Output is located in the ProteinGroups .tsv file and can be opened with Excel, Notepad, etc. Each header for the output is described here:

  • Protein Accession - Protein accession numbers (from the input protein database) for all proteins in the group are listed here with the "|" character as the delimiter.
  • Gene - Gene names (from the input protein database) for all proteins in the group are listed here with the "|" character as the delimiter.
  • Protein Full Name - Protein names (from the input protein database) for all proteins in the group are listed here with the "|" character as the delimiter.
  • Number of proteins in group - The number of proteins in the protein group.
  • Unique peptides - Peptides that are unique to the listed protein (they can only come from that one protein, based on the database in silico digestion).

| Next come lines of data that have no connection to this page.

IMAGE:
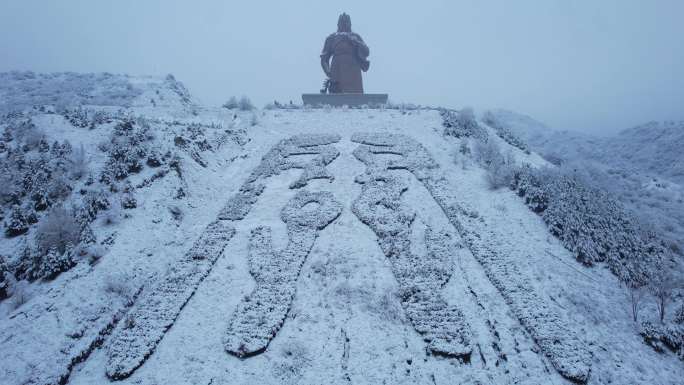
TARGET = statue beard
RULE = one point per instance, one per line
(344, 27)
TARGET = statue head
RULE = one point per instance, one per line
(344, 23)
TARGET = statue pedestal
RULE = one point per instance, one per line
(338, 100)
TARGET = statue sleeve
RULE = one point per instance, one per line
(327, 48)
(362, 48)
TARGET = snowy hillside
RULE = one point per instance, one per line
(151, 243)
(642, 166)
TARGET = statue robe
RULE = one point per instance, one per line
(349, 53)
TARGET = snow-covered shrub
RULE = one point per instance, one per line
(679, 315)
(79, 163)
(245, 104)
(95, 201)
(57, 231)
(254, 120)
(590, 222)
(500, 169)
(81, 117)
(93, 253)
(662, 284)
(4, 281)
(16, 223)
(113, 215)
(129, 148)
(231, 104)
(20, 293)
(503, 132)
(462, 124)
(128, 201)
(120, 284)
(56, 262)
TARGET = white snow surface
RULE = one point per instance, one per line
(346, 323)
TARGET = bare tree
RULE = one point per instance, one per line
(636, 295)
(662, 285)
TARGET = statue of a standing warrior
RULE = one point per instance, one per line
(349, 57)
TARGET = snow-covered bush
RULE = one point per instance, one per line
(254, 120)
(56, 262)
(242, 104)
(679, 315)
(16, 223)
(590, 222)
(245, 104)
(231, 104)
(79, 163)
(503, 132)
(462, 124)
(662, 284)
(20, 293)
(128, 150)
(57, 231)
(4, 281)
(500, 169)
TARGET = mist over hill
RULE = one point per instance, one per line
(150, 239)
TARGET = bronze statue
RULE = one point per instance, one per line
(349, 57)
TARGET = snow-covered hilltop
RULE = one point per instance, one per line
(149, 239)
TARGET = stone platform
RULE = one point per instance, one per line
(351, 100)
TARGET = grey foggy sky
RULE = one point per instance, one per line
(592, 66)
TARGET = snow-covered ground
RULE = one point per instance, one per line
(346, 322)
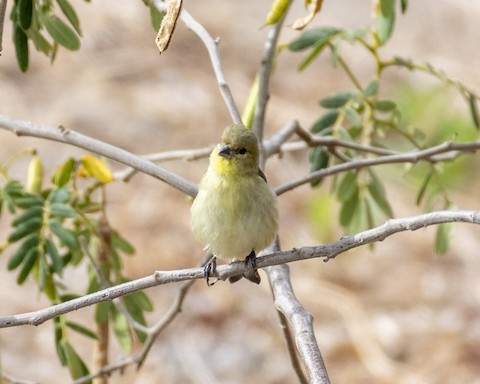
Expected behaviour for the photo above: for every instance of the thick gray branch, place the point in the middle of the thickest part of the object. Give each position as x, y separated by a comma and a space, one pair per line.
326, 251
443, 152
301, 322
69, 136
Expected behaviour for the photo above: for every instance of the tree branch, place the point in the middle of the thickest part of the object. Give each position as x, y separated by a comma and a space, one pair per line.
264, 73
327, 251
69, 136
301, 321
442, 152
211, 46
3, 9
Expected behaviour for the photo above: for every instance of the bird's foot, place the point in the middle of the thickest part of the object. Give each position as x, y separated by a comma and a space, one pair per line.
251, 273
209, 270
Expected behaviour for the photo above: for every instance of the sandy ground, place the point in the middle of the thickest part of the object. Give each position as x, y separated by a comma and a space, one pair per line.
395, 314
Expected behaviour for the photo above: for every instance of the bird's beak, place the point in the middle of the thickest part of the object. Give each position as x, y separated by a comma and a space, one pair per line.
225, 151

Currently, peptides that are unique to the group are not listed here; i.e., a protein group with >1 protein will always have 0 unique peptides because they are shared between all proteins in the group.
  • Shared peptides - Peptides that are shared between multiple proteins or protein groups are listed.
  • Number of peptides - Sum of unique + shared peptides.
  • Number of unique peptides - Number of unique proteins for the group.
  • Sequence coverage % - Number of residues observed (in the group's peptides) divided by the total number of residues in the protein, as a percent.
  • Sequence coverage - Displays the sequence coverage for each protein in the group with the "|" character as the delimiter. Lowercase residues were not observed. Uppercase residues were observed.
  • Number of PSMs - Number of PSMs with Q-Values <0.01 corresponding to the peptides observed for the group.
  • Summed MetaMorpheus Score - The highest-scoring PSM per peptide base sequence, summed for all observed peptide base sequences. The list of protein groups are ordered by score.
  • Decoy/Contaminant/Target - "D" means decoy protein group, "C" means contaminant, "T" means target.
  • Cumulative Target - Used for calculating Q-Value. Sum of target+contaminant proteins so far.
  • Cumulative Decoy - Used for calculating Q-Value. Sum of decoy proteins so far.
  • Q-Value (%)

Methodology

  • Indistinguishable proteins are listed; subset and subsumable proteins are not listed in the protein group.
  • If multiple raw files are searched with "Apply Protein Parsimony & Construct Protein Groups" checked, MetaMorpheus will wait until the end of searching all the raw files to apply parsimony and construct protein groups based on the aggregate results. The upshot is that protein groups are stabilized run-to-run for comparison.
  • Protein groups are constructed based on a global peptide Q-Value (all PSMs from all raw files are aggregated and the Q-Value cutoff is applied to these aggregated results). Only peptides below a global cutoff at Q-Value 0.01 are used for protein group construction.

Further Reading

For an excellent and complete description of parsimony and the protein inference problem, consult:

Nesvizhskii, A. I.; Aebersold, R. Interpretation of Shotgun Proteomic Data. Mol. Cell. Proteomics 2005, 4 (10), 1419–1440.